Approaching 10-Gbit/s wire speed required a purpose-built TCP/IP processor. The Intel device is a tiny, 2.2 x 3.5-mm die fabricated in one of its more advanced 90-nm logic processes. The processor is intended to handle ingress processing, eventually as one core in a two- to three-times larger system-on-chip (SoC) that will handle the full TCP/IP termination problem.
Intel researcher Jianping Xu outlined the key issues in 10-Gbit/s wire-speed processing. The fundamental problem is time: To keep up with 10-Gbit Ethernet, the processor must cope with a packet every 67 nanoseconds. That puts the task beyond the reach of general-purpose computing. But Xu argued that the ability of a software-based solution to respond to changes in protocols made a processor-based approach worth trying.
Speed aside, TCP processing is known to be messy, requiring demultiplexing of protocol information, packet filtering and protocol processing. Not the least of the problems is that TCP packets are not guaranteed to arrive in proper order, so packets must be reordered on the fly.
The Intel team devised a specialized architecture comprising a pipelined execution unit with tightly coupled scratch pad RAM, two CAMs, input and output buffers, and a dedicated block for transmission control. A local-instruction ROM drives the processor, using a wide, 112-bit control word that is apparently stored fully decoded in the ROM. The architecture handles packet reordering by using the CAMs to access packets by sequence number, rather than by sorting.
In a separate paper delivered by Greg Regnier and others from Intel at the Hot Interconnects conference-also held at Stanford last week-researchers described the use of dual-processor Xeon systems in TCP/IP processing and the offloading of protocol processing.
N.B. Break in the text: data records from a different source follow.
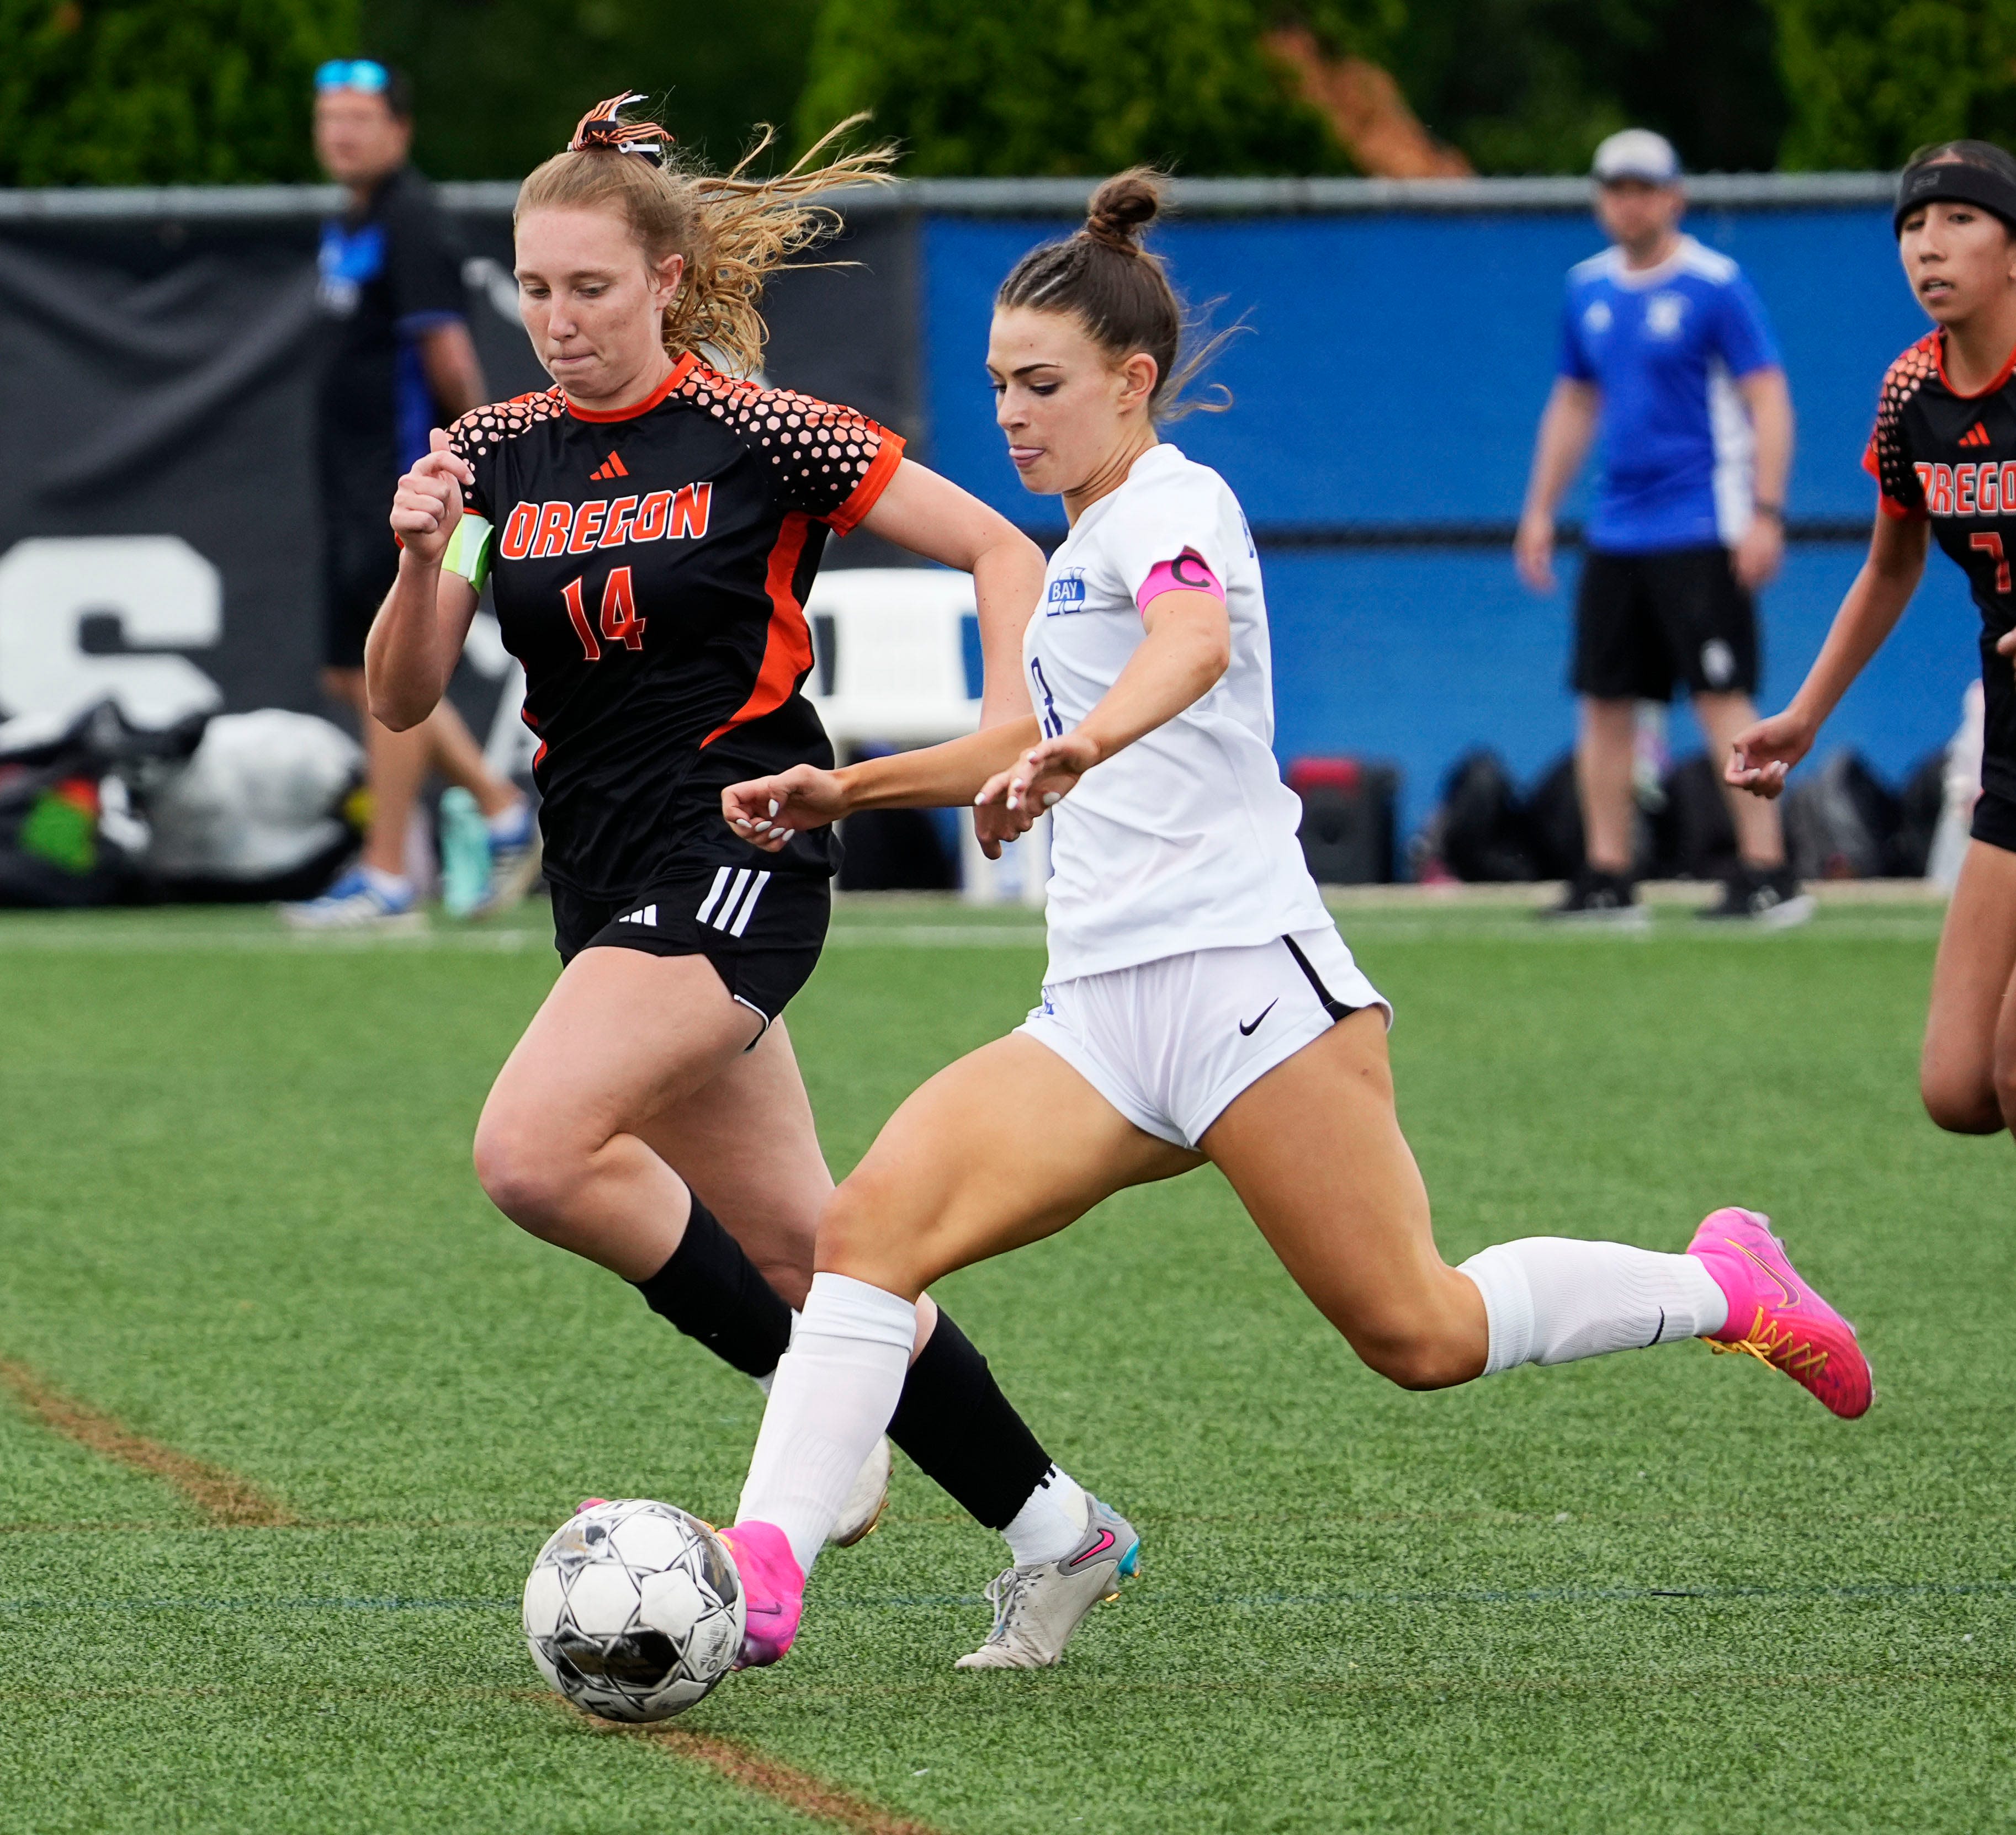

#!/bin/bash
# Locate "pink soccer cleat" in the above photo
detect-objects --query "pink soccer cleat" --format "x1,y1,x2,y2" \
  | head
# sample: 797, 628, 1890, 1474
719, 1521, 805, 1668
1688, 1208, 1873, 1419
The paper compared the efficiency of a symmetric-multiprocessing approach, in which the Linux TCP/IP stack was handled as just another kernel task, with an asymmetric approach in which one Xeon processor was dedicated to TCP/IP and the other served as a pure Linux application processor. The comparison showed an advantage to offloading protocol processing, even onto conventional hardware.
But the implementation of the TIPP processor, rather than its architecture, was particularly instructive. Intel used many of the advanced design techniques it has discussed over the past year or two. And many of those techniques are aimed directly at known problems with 90-nm processes: power and leakage current.
Power consumption is a serious issue with the chip. Operating at the top of its curve, at 1.72 volts, the device must dissipate about 6.4 watts from a die of less than 8 mm2. Looking into the details of power dissipation makes the scale of the problem more apparent: at the voltage center, around 1.2 V, parts of the execution unit and instruction ROM must dissipate more than 250 W/cm2.
A substantial component of power consumption in 90-nm processes is leakage current. Leakage also makes some structures more challenging to design. In its campaign against the problem, the Intel team employed a dual-threshold-voltage process and adaptive body bias-a technique the company has discussed previously. The part also uses a novel register file design that can tolerate relatively high leakage levels.
Much of the design was synthesized, according to Xu, but the key high-speed paths-the execution core and instruction ROM-were custom designs. The approach also makes use of semidynamic flip-flops. Less-critical parts of the design run at lower frequencies.
The ability to use synthesis for much of the chip, focus both logic and circuit design resources on a few critical blocks and still achieve high throughput may be a key new skill for SoC design teams. But it remains to be seen how well the design style can be supported when the tools come from commercial EDA vendors.